Sandwell councillors turn down pay increase as they 'weather the storm' of funding cuts
Councillors in Sandwell said they thought it would be 'inappropriate' to take a 2.2 per cent pay increase in the midst of cuts and redundancies.
The decision to turn it down was made at this week's budget meeting, along with the freezing of council tax for a fifth year.
Councillors said they wanted to stand by residents in face a massive cuts in funding from Government.
Leader Darren Copper said members would not have felt comfortable accepting the pay rise on the table in line with other public sector bodies at a time when so many families in Sandwell were struggling to make ends meet.
"Members of this council agreed not to accept a 2.2 per cent pay increase. We feel it would be inappropriate given austerity measures being forced on the people of this borough by the coalition government," he said.
"I consider it inappropriate in the circumstances to accept when services are being cut and people are being made redundant."
The Government was also attacked over huge reductions in what it gives to the Labour-run council amid suggestions the Midlands had bore the brunt of the cuts.
Deputy leader Steve Eling said the funding cuts were the worst he had ever seen.
The authority has to slash £63 million from its budgets by 2017. Funding from central government has dropped by £122m in the six years to 2015/16.

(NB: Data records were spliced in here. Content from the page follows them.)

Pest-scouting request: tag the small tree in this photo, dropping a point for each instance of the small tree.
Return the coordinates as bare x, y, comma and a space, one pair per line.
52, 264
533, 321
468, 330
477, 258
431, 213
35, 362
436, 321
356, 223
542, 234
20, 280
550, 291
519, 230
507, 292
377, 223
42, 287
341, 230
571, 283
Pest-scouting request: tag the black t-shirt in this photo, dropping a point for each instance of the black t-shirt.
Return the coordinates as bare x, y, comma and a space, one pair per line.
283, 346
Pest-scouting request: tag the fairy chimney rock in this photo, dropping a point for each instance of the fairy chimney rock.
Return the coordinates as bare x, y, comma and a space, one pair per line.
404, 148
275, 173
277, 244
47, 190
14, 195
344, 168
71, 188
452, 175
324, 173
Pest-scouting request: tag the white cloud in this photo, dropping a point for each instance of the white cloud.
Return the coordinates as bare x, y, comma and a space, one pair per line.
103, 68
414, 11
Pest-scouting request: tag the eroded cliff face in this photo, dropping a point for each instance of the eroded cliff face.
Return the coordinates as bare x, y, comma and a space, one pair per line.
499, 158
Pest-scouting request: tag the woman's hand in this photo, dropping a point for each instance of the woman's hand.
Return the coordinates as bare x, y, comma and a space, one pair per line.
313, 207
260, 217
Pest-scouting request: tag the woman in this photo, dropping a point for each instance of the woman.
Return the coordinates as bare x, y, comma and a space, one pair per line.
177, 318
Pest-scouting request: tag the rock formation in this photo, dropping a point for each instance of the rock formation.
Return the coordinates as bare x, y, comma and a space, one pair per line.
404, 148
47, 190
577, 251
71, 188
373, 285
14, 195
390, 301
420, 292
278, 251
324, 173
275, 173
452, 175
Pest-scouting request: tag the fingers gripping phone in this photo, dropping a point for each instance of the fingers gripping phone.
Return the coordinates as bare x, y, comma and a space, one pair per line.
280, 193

Councillor Eling admitted tough decisions had been made but that 'careful and prudent' use of resources had allowed the council to 'weather the storm'.
He said taking sensible decisions such as selling off buildings and cutting agency staff had allowed it to retain services that would otherwise have been lost.

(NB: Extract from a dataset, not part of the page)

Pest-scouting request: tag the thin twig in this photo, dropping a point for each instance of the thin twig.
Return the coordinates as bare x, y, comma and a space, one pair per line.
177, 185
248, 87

The council had already signed up to a Facing the Future programme of projects which is looking at ways to manage the cuts and find an extra £22m of savings over the next two years.

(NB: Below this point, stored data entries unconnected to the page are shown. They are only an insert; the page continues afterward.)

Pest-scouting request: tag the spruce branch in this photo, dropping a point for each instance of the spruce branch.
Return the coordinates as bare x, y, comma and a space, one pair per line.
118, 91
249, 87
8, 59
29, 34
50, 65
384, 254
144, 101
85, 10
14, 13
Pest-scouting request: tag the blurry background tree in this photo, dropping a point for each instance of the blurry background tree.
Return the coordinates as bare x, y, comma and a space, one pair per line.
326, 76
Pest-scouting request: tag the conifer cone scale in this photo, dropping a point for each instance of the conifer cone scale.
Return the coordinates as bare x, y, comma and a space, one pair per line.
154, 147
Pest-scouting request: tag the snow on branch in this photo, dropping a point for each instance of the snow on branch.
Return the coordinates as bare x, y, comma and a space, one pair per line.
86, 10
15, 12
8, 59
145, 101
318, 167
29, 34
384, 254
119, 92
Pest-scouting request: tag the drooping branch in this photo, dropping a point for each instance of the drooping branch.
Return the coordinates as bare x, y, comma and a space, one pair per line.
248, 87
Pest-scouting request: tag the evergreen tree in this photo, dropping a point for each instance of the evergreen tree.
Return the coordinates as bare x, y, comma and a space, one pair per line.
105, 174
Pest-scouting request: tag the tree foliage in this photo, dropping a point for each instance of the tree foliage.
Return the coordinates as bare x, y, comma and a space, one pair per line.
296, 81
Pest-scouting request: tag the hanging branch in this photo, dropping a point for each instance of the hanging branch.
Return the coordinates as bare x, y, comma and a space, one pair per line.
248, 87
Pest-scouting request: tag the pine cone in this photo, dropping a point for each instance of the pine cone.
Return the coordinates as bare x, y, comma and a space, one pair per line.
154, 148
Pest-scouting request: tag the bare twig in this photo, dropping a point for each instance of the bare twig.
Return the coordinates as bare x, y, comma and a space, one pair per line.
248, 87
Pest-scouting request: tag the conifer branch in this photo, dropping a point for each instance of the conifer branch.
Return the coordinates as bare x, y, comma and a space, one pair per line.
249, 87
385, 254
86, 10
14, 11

Community groups will be approached to take over the running of parks and libraries, while limiting the use of front desks are among other proposals that are part of the programme.
Councillor Eling said: "We have had to take some tough decisions that in better times we wouldn't have taken.
"We have lost some people along the way but it was the choice between that and frontline services.
"We have seen a significant reduction in the number of office buildings, there are now five or six less and we are moving from leased buildings to buying buildings. It made sense when the mortgage payments on the buildings were less than the rent was.
"Sandwell Council will freeze council tax again. Why should the Government penalise the people of Sandwell by taking away a million quid? The half a million pounds we would get would make little difference to the budget."